因果論のネタとしてよく挙げられる、風と桶屋の関係を見てください。

風が吹いたから、土ぼこりが立つ
土ぼこりが立つから、目を悪くする
目が悪いから、三味線を買う(昔、目の悪い人は三味線を弾いた)
三味線が売れるから、材料になるネコが殺される
ネコがいないから、ネズミが増える
ネズミが増えるから、桶をかじって駄目になる
桶がなくなるから、桶屋が儲かる

因果がすべて「~だから(理由)」の連鎖によって繋がっているのが分かります。
あいつが大学に受かったから落ちたとか、あの子が美人だから私はもてないとか、人間はとにかく理由にこだわり、世界を意味づけます。
その理由という抽象的な幻想の産物の先にあるのが、最初に挙げた運命の車輪やビー玉落しの悲劇です。

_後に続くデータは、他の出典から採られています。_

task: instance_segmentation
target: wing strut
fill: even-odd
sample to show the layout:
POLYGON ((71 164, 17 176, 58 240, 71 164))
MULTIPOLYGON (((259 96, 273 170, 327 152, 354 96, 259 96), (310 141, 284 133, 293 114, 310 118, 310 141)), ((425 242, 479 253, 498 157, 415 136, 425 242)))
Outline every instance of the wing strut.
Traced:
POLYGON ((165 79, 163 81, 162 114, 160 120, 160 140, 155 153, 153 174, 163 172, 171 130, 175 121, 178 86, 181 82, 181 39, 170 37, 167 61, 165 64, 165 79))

そういうカルマの車輪というネガティブな幻想をぶっ壊して、二人が同じ場所で触れ合うためには、<理由>を葬り去らなければならないのです。
本来、顔と壷はひとつのものであったにもかかわらず、抽象作用によって二進法(0と1)的にそれらを分割(抽象)し、そのふたつの間に<理由>を介在させ、つなぎます。
「壷の絵がちょっと膨らんだ<から>、顔の絵がちょっとへこんだ」というように。

とらえ難い世界をより合理的に扱うために、人は世界を分割し、抽象化し、個物としてとらえ、その個物同士を因果律(理由)によってつなぎます。
鏡のように映しあうものであった本当のつながりを隠蔽し、理由という概念的なつながりによって代替するのです。
ビー玉同士の対立は、そん虚構(抽象)が生み出す擬似的な問題であって、それが分かった時、ようやく二人はひとつになれるのです。

おわりに

厳密に言うとこれは因果の意味で使われる通俗的なカルマ(業)を破壊することであり、仏教哲学的な意味での本来的な業とは、このふたつがひとつである根源的なつながりの世界を指しているものであると思われます(井筒俊彦の『意識と本質』の項を参照)。

前項でも述べたように、あくまでもこれは純粋に、この歌詞の518字の文字データのみから、最も合理的に意味がつながる解釈を選びだし、解説したものです。
作者がこれとはまったく別の思いでこの詩を書いていることは、間違いありません。